Review your full credit report
Have you been diligently making your payments on time every month but still have a low credit score? You may want to check your full credit report, as there may be inaccuracies tied to your account that are needlessly dragging down your score.
Both of Canada’s major credit bureaus, Equifax and Transunion, will send your full credit report by mail for free upon request which you can then review in detail. If there’s wrong or missing information, you can file a written dispute and have your information corrected. If your dispute is justified, credit bureaus will take steps to update your credit report, and, depending on the nature of the change, this can help increase your credit score.
Improve your credit utilization
When it comes to your credit card, you generally want to avoid regularly accruing a balance that’s 30% of your total credit limit.
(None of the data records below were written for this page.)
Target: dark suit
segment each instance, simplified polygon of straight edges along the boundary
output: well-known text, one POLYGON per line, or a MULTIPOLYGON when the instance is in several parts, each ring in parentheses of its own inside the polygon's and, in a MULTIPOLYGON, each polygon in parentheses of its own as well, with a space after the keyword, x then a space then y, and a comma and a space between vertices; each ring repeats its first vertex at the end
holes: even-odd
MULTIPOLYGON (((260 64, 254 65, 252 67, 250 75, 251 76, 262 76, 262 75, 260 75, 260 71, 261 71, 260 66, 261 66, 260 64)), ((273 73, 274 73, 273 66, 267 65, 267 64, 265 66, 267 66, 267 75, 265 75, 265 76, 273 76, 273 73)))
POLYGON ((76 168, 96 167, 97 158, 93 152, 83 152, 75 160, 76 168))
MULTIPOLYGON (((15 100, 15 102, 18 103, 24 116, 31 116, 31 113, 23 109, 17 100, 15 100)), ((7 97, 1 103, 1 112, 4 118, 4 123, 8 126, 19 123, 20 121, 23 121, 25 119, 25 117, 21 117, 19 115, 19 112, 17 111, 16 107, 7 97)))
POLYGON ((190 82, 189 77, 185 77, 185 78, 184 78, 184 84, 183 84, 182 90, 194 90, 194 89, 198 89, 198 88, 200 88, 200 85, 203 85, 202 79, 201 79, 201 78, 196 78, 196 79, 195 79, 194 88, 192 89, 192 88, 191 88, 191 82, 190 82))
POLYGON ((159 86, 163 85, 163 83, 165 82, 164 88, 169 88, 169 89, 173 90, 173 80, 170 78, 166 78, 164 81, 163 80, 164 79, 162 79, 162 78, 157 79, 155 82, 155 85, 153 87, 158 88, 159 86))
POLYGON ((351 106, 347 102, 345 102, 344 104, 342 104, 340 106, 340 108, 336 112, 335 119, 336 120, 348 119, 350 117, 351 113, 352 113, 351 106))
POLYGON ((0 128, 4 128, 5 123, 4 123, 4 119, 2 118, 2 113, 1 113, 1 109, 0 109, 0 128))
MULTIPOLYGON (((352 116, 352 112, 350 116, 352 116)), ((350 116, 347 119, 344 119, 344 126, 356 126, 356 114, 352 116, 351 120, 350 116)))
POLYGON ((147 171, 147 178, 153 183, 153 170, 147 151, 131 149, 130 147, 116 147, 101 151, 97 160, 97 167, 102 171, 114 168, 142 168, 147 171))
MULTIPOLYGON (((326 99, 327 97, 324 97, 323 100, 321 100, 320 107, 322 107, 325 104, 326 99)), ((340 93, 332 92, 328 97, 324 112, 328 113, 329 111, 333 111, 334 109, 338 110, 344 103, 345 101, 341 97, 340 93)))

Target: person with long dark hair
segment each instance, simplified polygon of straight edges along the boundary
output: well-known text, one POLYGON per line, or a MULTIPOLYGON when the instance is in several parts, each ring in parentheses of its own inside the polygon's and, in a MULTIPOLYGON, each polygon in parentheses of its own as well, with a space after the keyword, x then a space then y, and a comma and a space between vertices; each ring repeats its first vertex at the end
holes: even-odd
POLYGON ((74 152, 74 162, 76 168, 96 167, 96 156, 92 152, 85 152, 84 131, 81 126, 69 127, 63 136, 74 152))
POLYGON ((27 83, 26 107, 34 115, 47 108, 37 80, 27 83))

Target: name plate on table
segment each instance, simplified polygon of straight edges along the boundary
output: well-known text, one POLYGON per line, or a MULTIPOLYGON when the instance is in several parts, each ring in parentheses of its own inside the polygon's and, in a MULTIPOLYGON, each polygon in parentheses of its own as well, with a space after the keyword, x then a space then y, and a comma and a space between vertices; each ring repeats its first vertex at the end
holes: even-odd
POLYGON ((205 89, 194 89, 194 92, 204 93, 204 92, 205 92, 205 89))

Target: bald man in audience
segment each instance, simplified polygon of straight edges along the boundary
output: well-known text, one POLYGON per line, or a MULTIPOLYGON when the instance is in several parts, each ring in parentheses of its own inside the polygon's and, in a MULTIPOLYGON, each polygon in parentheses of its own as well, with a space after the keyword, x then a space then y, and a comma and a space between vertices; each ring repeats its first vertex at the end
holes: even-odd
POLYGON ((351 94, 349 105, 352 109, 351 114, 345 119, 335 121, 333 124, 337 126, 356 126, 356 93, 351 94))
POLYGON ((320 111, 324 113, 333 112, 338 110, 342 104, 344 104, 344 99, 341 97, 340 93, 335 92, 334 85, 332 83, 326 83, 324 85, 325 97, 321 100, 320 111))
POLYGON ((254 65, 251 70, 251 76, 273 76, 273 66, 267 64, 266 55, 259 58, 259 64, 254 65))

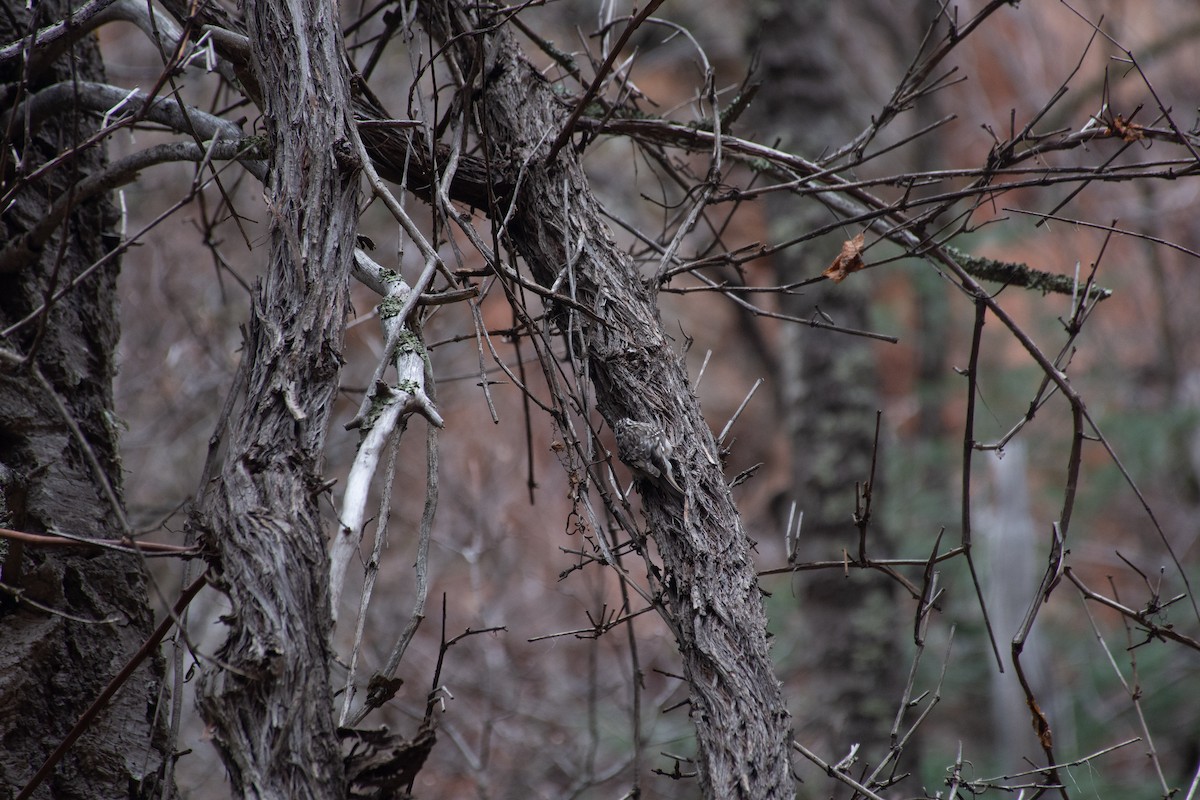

This ties back to your credit utilization ratio and the fact that lenders don’t like it if you use up too much of your card’s limit at any one time.
The fastest ways to improve your credit utilization ratio is to either limit your credit card spending to less than 30% of your card’s limit or increasing your credit limit. You’ll only want to consider the latter option if your card issuer offers a credit limit increase without a credit check, which can often happen if you have a track record of making payments on time or you were offered a credit limit increase in the past but chose to reject it.
Consider a secured credit card
If your credit score is below the 600 mark, you’ll have trouble being approved for most credit cards (much less a mortgage on a new house), and you’ll need to take some considerable action to improve your creditworthiness.
One of the most effective ways to rebuild your credit score is to use what’s known as a secured credit card. These credit cards are for people with bad credit and virtually anyone who applies for one is guaranteed to be approved under the condition they provide a security deposit.
By using a secured credit card responsibility and paying your balance off on time and in full every month, you can rebuild your payment history, and in turn, your credit score. Down the road, that can mean having a score that’s good enough to be approved for a mortgage.